Ce qui devait être un simple match de championnat mardi soir entre Cagliari et la Juventus s'est transformé en scène honteuse pour le football italien. Blaise Matuidi et Moise Kean ont ainsi été victimes tout le long du match de cris de singe de la part des supporters sardes. Des insultes racistes qui ont scandalisé la grande majorité des acteurs de cette rencontre même s'il existe toujours des brebis galeuses.
Auteur du but du break en seconde période, Moise Kean, qui inscrit au passage sa 6e réalisation en sept matches, a répondu à ses détracteurs en prenant la pose devant la tribune des tifosi de Cagliari. Une célébration qui a eu pour conséquence de nouvelles insultes racistes. Défendu par la plupart de ses coéquipiers, le jeune attaquant de 18 ans a pourtant vu Leonardo Bonucci lui rejeter une partie de la faute.
"Kean sait que, quand il marque, il devrait fêter ça avec ses équipiers. Il sait qu’il aurait pu faire quelque chose de différent. Il y a eu des cris racistes après le but. Blaise [Matuidi] les a entendus et était en colère. Je pense que la faute est partagée à 50-50. Moise n’aurait pas dû faire ça et le virage n’aurait pas dû réagir comme ça."Des propos surréalistes sur Sky Italia qui n'ont pas manqué d'alimenter la polémique.

Allegri : "Ces personnes devraient être interdites de stade à vie"
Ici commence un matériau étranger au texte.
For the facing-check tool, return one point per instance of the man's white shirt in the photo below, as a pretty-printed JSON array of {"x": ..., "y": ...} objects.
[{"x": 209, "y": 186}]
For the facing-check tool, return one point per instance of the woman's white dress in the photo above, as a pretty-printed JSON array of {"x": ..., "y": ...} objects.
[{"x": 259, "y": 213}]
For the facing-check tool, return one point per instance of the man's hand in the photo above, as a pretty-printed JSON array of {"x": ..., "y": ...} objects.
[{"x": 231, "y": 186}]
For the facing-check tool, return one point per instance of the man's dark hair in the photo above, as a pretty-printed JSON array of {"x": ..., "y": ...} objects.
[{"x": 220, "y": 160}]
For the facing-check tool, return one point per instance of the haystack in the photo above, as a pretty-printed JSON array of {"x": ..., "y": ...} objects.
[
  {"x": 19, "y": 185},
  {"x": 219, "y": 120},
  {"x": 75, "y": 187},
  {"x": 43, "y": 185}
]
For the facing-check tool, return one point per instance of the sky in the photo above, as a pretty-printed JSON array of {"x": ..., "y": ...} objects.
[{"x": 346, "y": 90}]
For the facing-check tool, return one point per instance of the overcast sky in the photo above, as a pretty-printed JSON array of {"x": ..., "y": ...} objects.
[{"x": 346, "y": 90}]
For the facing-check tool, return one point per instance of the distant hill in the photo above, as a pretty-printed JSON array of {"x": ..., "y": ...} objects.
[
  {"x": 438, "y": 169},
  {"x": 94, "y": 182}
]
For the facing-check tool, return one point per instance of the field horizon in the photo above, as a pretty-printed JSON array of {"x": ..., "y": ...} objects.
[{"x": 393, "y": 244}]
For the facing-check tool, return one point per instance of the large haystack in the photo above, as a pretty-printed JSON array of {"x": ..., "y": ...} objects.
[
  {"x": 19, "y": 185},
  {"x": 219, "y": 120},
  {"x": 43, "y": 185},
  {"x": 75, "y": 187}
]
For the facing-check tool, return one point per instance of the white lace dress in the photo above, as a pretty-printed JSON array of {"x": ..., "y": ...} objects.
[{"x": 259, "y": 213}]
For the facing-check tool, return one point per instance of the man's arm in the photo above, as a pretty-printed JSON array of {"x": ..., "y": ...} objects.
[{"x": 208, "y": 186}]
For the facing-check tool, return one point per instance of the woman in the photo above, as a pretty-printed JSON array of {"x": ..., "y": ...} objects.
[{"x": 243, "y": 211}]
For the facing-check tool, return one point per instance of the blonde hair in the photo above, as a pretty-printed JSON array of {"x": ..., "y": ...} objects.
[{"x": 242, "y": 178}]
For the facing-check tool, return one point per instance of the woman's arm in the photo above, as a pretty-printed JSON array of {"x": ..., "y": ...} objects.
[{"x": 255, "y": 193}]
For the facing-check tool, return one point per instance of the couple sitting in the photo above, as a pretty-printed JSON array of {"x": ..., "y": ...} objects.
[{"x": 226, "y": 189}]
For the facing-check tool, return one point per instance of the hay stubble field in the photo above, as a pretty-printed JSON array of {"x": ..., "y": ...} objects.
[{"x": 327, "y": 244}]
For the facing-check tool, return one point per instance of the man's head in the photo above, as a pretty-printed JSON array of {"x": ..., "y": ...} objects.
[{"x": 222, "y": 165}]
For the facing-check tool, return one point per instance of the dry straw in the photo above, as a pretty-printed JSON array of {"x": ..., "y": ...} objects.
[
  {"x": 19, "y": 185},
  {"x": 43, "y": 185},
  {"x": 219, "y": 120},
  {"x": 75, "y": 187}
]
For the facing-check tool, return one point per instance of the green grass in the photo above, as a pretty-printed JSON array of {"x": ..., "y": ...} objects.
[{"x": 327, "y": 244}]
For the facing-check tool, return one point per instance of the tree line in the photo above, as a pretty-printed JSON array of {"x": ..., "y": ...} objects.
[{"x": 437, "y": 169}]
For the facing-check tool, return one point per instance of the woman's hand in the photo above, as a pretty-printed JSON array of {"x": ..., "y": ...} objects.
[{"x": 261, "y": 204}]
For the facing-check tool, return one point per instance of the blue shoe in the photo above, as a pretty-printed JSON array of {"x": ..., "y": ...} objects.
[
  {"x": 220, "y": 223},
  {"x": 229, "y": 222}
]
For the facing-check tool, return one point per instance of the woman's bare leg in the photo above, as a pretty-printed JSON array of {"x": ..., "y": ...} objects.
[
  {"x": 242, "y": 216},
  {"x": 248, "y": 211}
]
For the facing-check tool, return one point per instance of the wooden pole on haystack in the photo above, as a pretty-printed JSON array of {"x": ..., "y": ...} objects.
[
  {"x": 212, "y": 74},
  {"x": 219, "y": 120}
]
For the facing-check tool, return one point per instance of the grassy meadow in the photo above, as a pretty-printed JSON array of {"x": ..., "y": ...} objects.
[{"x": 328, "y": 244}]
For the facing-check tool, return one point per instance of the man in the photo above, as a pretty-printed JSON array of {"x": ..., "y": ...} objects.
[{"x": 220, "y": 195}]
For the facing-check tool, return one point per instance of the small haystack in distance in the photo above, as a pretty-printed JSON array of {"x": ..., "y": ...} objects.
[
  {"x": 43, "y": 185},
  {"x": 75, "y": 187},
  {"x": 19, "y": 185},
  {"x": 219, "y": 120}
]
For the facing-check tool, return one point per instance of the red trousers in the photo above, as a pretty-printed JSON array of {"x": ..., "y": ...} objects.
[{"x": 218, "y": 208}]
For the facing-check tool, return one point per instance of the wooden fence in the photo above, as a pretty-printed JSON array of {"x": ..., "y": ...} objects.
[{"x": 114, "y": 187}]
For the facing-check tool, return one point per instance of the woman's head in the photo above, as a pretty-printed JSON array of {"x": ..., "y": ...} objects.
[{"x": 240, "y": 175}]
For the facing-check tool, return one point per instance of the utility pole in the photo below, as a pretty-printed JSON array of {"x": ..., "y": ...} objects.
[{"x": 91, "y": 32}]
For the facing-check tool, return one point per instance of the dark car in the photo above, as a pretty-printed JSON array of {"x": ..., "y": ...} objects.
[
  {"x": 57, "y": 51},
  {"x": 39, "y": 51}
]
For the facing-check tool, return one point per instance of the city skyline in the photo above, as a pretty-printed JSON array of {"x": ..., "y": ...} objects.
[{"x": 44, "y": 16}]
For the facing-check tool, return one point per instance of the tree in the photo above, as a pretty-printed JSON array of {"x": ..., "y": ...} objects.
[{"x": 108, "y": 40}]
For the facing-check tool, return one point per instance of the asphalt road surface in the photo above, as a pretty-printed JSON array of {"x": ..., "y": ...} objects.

Il y a un peu plus d'un an déjà, Blaise Matuidi se plaignait d'insutes racistes lors d'un match de Serie A et c'était déjà du côté de Cagliari. Un refrain qui n'a rien de jovial et qui interpelle encore plus sur le manque de sévérité des autorités et du football italien vis-à-vis de ces comportements. À ce sujet, Massimiliano Allegri prône des sanctions maximales. "Nous avons les outils pour arrêter cela. Nous avons des caméras que nous pouvons utiliser pour arrêter les personnes qui font ça. C’est simple, il faut des règles drastiques. Ces personnes devraient être interdites de stade à vie. Pas seulement pour un mois ou un an."
Du côté de Cagliari, plutôt que de calmer le jeu et de pointer du doigt les supporters responsables de ces actes racistes, le président du club, Tommaso Giulini, a indiqué que la couleur de peau n'avait rien à voir dans les évènements de cette rencontre. "Si Bernardeschi avait célébré cette fête de la sorte, il aurait été traité de la même manière par nos supporters. Pareil si c'était Dybala (...) Nous ne pouvons pas désigner l'ensemble du public de Cagliari par des propos négatifs." Néanmoins, le dirigeant sarde a indiqué que s'il y avait eu des cris de singe : "ceux qui les ont proféré ont fait une erreur."
Pour l'instant, aucune procédure n'a été ouverte pour les incidents de cette rencontre. La Vieille Dame va tenter de se reconcentrer sur son calendrier chargé avec la réception de l'AC Milan samedi avant le déplacement à Amsterdam pour défier l'Ajax en quart de finale aller de la Ligue des champions.